When supplied from a QC supply this charger is only for high current rated batteries.

  • When not powered a LiIon will discharge with less then 0.3mA
  • When used with a QC charger the voltage will be 9V.
  • When charging two batteries the current consumption can be up to 2A from QC 9V
  • When charging one battery the current consumption can be up to 1.5A from QC 9V
  • Power consumption when idle is 10mA from 5V USB
  • Power consumption when idle is 7mA from 9V QC

Charging from QC supply
This is a fast charge at 3A and the termination looks fine with about 200mA termination current.
The other slot looks similar.
The 20700 high current cell is also charged fine.
With two batteries the charge current is reduced to 2A for each, this is still very fast.
M1: 45.3°C, M2: 45.7°C, M3: 60.3°C, HS1: 65.6°C
When charging at high current the batteries do get warm.
HS1: 69.1°C
Charging from 5V USB supply
Using the charger with a non QC supply will limit the charger current some.
A single cell is charge with 2A, but for some reason the charger terminates at 500mA, this is rather early and means that the battery is not completely full.

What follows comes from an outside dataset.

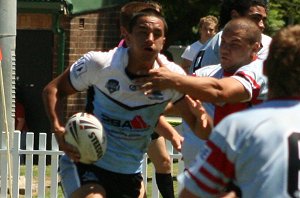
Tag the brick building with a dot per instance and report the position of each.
(48, 41)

This only happened once.
The second slot terminated at 200mA and this looks much better.
This time the charger terminated correctly at 200mA.
No problem with this cell, except a lower termination current would have worked better with it.
Even this old cell is charged nicely.
With two cells and non-QC supply the current is down to 1A for each battery, this means less than 2A draw from the supply.
Using a 0.5ohm resistor in series with the supply to simulate a long cable or weak supply did work, the batteries got charged, but the charging is slow.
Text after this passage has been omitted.